Her significant half rather says he just has a vivid memory of a little girl in his class with two puffs on her head.
The two were later to meet again as students pursuing a medical course at a university in the United Kingdom.
“It happened to be my third year when I met again this young lady who was the MC at our medical dinner,” Dr Jeff said. “At that time, I was 23 when I decided to ask her to be my girlfriend which she turned down.
It was after 10 years when the couple met again and the capacity builder received a positive response.
Dr Lydia explained that she eventually accepted because in between those years she dated other men but they didn’t quite understand her background.
“By that time I had lived 19 years of my life in the UK and I also come from a family that is deeply embedded in the Buganda culture,” she revealed. “So I needed somebody who understood both sides of me and its only Jeff because we were doing the same thing.”
Dr Jeff added that meeting after 10 years was the right time because he had become mature and secure in himself.
“I had gotten to a place where I wanted to be honest, faithful and keep myself until I met the right person,” he added. “I had develop academically, financially and socially enough to be an equal partner with Lydia.”
His wife agreed saying she also accepted his proposal because he had become a progressive man.

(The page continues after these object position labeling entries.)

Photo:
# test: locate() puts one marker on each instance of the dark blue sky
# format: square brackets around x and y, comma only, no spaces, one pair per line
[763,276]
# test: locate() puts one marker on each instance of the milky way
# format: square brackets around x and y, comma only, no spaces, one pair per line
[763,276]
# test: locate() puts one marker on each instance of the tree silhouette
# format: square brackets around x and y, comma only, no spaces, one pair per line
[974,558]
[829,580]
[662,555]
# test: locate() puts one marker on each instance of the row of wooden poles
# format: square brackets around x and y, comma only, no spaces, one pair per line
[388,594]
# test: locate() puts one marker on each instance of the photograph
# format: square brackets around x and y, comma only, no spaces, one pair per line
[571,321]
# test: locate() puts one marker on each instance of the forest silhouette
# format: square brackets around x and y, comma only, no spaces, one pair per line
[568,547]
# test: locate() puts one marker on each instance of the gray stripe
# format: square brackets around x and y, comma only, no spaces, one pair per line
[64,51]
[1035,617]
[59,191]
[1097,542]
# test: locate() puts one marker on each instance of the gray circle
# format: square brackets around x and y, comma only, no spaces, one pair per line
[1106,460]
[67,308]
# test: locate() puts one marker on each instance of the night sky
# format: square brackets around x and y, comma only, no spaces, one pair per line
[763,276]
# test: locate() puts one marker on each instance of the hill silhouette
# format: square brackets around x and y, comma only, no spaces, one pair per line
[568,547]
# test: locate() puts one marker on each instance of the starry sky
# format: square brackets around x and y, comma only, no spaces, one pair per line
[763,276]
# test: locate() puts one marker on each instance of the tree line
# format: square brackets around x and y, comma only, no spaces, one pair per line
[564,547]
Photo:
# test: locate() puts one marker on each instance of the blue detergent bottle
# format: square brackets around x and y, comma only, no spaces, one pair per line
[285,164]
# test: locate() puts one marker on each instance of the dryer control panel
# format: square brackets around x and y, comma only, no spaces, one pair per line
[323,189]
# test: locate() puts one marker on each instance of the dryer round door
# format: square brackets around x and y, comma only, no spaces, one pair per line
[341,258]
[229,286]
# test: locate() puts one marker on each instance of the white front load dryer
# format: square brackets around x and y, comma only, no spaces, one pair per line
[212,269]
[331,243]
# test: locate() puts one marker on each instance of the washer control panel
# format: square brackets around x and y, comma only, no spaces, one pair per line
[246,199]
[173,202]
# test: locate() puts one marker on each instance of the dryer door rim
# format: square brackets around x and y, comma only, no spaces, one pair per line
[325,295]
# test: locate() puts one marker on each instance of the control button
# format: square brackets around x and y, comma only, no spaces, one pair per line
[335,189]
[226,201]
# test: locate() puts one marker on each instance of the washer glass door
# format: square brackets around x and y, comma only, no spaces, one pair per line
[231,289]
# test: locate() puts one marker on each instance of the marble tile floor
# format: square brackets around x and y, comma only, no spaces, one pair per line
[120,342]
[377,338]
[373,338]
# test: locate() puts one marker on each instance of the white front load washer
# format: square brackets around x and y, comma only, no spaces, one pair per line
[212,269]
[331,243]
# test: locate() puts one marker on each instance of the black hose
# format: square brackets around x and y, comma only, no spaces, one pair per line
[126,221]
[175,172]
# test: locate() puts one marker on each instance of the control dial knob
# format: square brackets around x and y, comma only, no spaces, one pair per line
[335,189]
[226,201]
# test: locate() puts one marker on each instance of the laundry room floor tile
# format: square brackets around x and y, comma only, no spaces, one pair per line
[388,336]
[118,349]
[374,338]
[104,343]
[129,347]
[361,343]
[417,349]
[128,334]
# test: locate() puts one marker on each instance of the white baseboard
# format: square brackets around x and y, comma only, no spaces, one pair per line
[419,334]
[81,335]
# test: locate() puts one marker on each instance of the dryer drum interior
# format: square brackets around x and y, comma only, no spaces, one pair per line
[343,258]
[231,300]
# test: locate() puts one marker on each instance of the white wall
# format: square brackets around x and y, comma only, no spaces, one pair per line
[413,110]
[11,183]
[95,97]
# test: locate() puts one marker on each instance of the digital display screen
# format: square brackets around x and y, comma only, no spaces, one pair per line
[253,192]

The physician further encouraged the single ladies in the audience to aim for a man who has a plan for his life, is on a journey of self-improvement and also going where God wants him to go.
The two later got married and have been blessed with three children with the eldest son Tendo Sebuyira at 20 years , the second son David Sebuyira at 18 years and a last born daughter, Ssubi Sebuyira at 15 years. They also have an adopted son called Douglas Sebuyira who is 18 years old.

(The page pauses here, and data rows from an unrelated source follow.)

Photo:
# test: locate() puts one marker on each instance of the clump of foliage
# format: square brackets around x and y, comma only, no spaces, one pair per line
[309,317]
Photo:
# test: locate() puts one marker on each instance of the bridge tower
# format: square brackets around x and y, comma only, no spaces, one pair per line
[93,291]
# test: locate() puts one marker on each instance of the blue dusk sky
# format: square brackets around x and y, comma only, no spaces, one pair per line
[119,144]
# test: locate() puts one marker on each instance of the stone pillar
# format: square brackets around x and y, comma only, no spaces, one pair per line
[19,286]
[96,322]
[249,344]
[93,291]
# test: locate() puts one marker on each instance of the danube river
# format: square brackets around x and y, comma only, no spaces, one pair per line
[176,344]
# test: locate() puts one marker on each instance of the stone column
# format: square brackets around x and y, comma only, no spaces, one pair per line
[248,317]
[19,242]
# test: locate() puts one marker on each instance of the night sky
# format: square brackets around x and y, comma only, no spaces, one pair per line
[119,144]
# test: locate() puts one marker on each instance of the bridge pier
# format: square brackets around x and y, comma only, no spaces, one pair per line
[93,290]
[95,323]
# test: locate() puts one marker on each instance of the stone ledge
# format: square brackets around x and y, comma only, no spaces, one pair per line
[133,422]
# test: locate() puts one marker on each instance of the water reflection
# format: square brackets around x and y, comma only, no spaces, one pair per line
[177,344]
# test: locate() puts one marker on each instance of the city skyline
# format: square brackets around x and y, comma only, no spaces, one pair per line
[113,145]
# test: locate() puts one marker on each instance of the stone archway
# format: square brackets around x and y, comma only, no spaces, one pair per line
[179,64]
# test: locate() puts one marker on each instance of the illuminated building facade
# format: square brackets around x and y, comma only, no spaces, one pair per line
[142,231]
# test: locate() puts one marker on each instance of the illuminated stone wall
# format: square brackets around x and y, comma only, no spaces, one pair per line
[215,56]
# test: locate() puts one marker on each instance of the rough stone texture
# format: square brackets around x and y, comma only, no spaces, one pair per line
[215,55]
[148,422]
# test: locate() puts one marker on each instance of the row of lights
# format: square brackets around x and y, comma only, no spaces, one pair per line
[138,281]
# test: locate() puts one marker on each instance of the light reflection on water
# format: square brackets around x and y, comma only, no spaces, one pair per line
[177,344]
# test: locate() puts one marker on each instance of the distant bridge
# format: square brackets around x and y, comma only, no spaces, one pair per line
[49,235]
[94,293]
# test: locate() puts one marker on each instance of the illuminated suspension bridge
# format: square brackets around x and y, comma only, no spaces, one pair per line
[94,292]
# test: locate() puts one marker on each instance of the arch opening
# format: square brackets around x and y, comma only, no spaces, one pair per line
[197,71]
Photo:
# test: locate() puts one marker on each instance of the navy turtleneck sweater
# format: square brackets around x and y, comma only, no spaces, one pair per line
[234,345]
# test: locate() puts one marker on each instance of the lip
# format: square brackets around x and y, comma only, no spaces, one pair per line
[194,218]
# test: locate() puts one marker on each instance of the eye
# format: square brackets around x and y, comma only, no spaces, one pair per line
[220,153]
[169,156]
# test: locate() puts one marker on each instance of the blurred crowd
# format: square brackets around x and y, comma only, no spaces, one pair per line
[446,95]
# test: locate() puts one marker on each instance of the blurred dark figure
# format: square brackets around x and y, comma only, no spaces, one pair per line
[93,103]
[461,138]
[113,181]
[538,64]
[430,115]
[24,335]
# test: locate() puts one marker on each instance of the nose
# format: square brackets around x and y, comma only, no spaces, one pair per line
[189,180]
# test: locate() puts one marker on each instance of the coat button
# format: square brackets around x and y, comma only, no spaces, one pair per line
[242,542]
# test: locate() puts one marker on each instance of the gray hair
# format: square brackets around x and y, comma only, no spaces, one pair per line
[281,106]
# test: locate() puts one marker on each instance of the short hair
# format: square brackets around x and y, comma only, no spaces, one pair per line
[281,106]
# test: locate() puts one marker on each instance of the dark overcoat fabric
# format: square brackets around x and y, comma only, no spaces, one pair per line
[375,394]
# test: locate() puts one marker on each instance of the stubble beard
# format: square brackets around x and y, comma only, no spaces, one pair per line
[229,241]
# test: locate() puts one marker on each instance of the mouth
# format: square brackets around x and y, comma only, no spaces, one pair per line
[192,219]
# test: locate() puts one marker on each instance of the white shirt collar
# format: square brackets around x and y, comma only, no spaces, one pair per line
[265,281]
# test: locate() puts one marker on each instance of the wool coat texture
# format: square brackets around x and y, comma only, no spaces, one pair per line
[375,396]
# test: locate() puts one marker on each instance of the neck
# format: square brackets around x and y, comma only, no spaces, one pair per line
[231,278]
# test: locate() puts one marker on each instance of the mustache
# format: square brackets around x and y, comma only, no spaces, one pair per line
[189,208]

Dr Jeff Sebuyira is holds a doctorate Business Leadership from the University of South Africa and is a capacity building expert with a strong business leadership and financial background. He has worked for multinational organisations in various parts of the world.
He specialises in facilitating the development of Strategic Plans, business coaching, financial training, team building, and leadership essentials.
Dr. Lydia Mpanga is the director of Capacity Building at Imprint (U) Ltd, a clinical assistant professor in the department of Global Health, University of Washington, and an internationally certified executive coach.
Her executive coaching is for leaders and managers in the private and health, NGO sectors, especially in the context of culture or career change, leadership development and maximising individual potential.